Whether or not there is employer-employee relationship between Asiapro and its owners-members.

Ruling: YES.

In determining the existence of an employer-employee relationship, the following elements are considered: (1) the selection and engagement of the workers; (2) the payment of wages by whatever means; (3) the power of dismissal; and (4) the power to control the worker‘s conduct, with the latter assuming primacy in the overall consideration. All the aforesaid elements are present in this case.

First. It is expressly provided in the Service Contracts that it is the respondent cooperative which has the exclusive discretion in the selection and engagement of the owners-members as well as its team leaders who will be assigned at Stanfilco.

Second. It cannot be doubted then that those stipends or shares in the service surplus are indeed wages, because these are given to the owners-members as compensation in rendering services to respondent cooperative‘s client, Stanfilco.
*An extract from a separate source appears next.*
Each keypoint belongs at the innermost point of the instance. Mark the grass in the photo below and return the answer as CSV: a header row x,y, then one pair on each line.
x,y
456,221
Third. It is also stated in the above-mentioned Service Contracts that it is the respondent cooperative which has the power to investigate, discipline and remove the owners-members and its team leaders who were rendering services at Stanfilco.

Fourth. In the case at bar, it is the respondent cooperative which has the sole control over the manner and means of performing the services under the Service Contracts with Stanfilco as well as the means and methods of work. Also, the respondent cooperative is solely and entirely responsible for its owners-members, team leaders and other representatives at Stanfilco. All these clearly prove that, indeed, there is an employer-employee relationship between the respondent cooperative and its owners-members.
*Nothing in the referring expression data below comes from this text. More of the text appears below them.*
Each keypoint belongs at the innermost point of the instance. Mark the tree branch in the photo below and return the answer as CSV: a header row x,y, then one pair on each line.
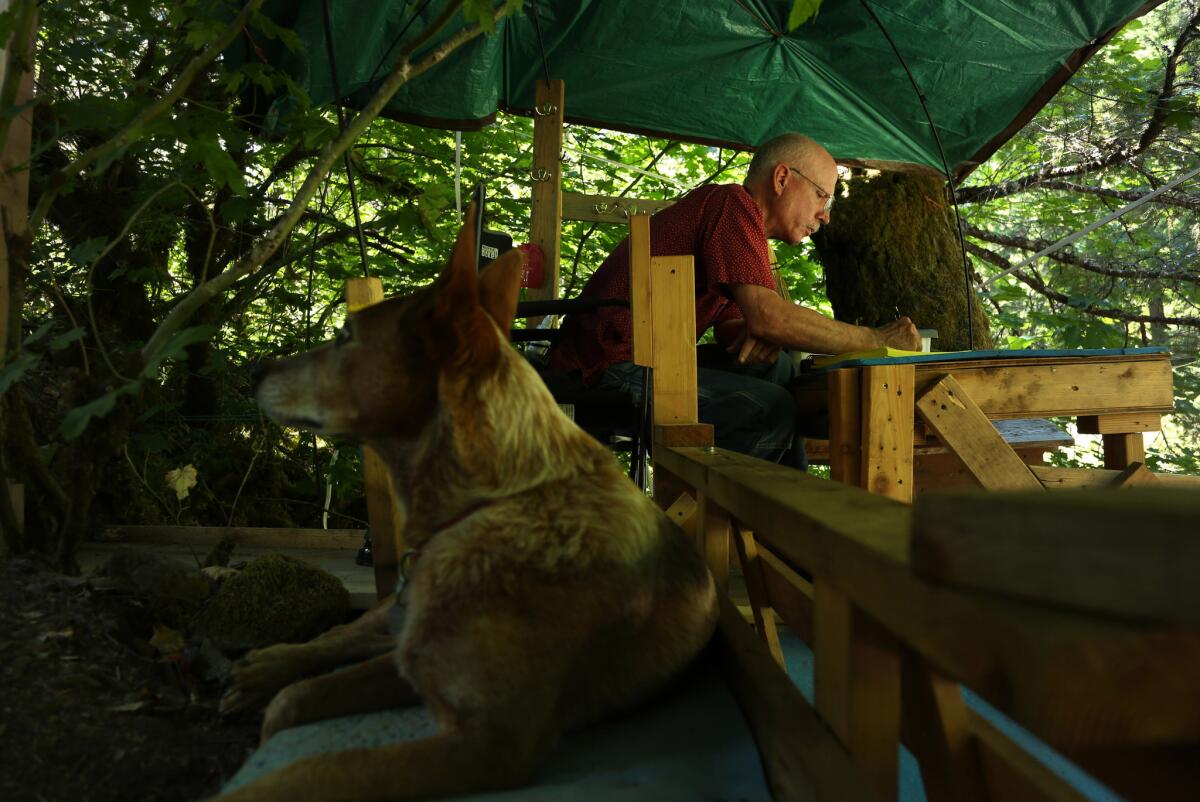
x,y
402,73
1063,257
1041,287
1114,153
135,129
LIKHA-PMPB v. Burlingame Corporation (G.R. No. 162833)


Petitioner LIKHA-PMPB filed a petition for certification election before the DOLE as it sought to represent all 70 rank-and-file promo employees of respondent Burlingame Corporation. Respondent opposed arguing that there exists no employer-employee relationship between them since petitioner’s members are actually employees of F. Garil Manpower Services, a duly licensed local employment agency. The Med-Arbiter found for respondent finding no employer-employee relationship existed, but was reversed on appeal to the DOLE. CA reversed the decision holding F. Garil to be an independent contractor.
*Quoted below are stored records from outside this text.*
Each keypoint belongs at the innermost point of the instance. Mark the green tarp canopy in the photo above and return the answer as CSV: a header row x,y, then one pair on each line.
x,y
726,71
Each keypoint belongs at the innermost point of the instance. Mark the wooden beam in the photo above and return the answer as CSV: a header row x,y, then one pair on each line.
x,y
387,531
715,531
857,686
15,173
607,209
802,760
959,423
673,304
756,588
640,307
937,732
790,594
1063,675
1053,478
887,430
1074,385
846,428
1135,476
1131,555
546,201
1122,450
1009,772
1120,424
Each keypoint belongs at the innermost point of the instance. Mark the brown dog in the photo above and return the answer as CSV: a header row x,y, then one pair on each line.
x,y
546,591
(1) Whether or not F. Garil is an independent contractor; and

(2) Whether or not petitioner are employees of Burlingame Corporation.


(1) NO. We agree with the Secretary that F. Garil is not an independent contractor. First, F. Garil does not have substantial capitalization or investment in the form of tools, equipment, machineries, work premises, and other materials, to qualify as an independent contractor. No proof was adduced to show F. Garil‘s capitalization. Second, the work of the promo-girls was directly related to the principal business or operation of Burlingame. Marketing and selling of products is an essential activity to the main business of the principal. Lastly, F. Garil did not carry on an independent business or undertake the performance of its service contract according to its own manner and method, free from the control and supervision of its principal, Burlingame.

(2) YES. The “four-fold test” will show that respondent is the employer of petitioner‘s members. The involvement of F. Garil in the hiring process was only with respect to the recruitment aspect because the actual hiring itself was done through the deployment of personnel to establishments by Burlingame. Burlingame would pay the workers through F. Garil a certain sum per worker on the basis of eight-hour work every 15th and 30th of each calendar month which evinces the fact that F. Garil merely served as conduit in the payment of wages to the deployed personnel. Burlingame upon request to F. Garil may replace any personnel found to be inefficient, troublesome, uncooperative and not observing the rules and regulations set forth by it.

There is no doubt that F. Garil was engaged in labor-only contracting, and as such, is considered merely an agent of Burlingame. Since F. Garil is a labor-only contractor, the workers it supplied should be considered as employees of Burlingame in the eyes of the law.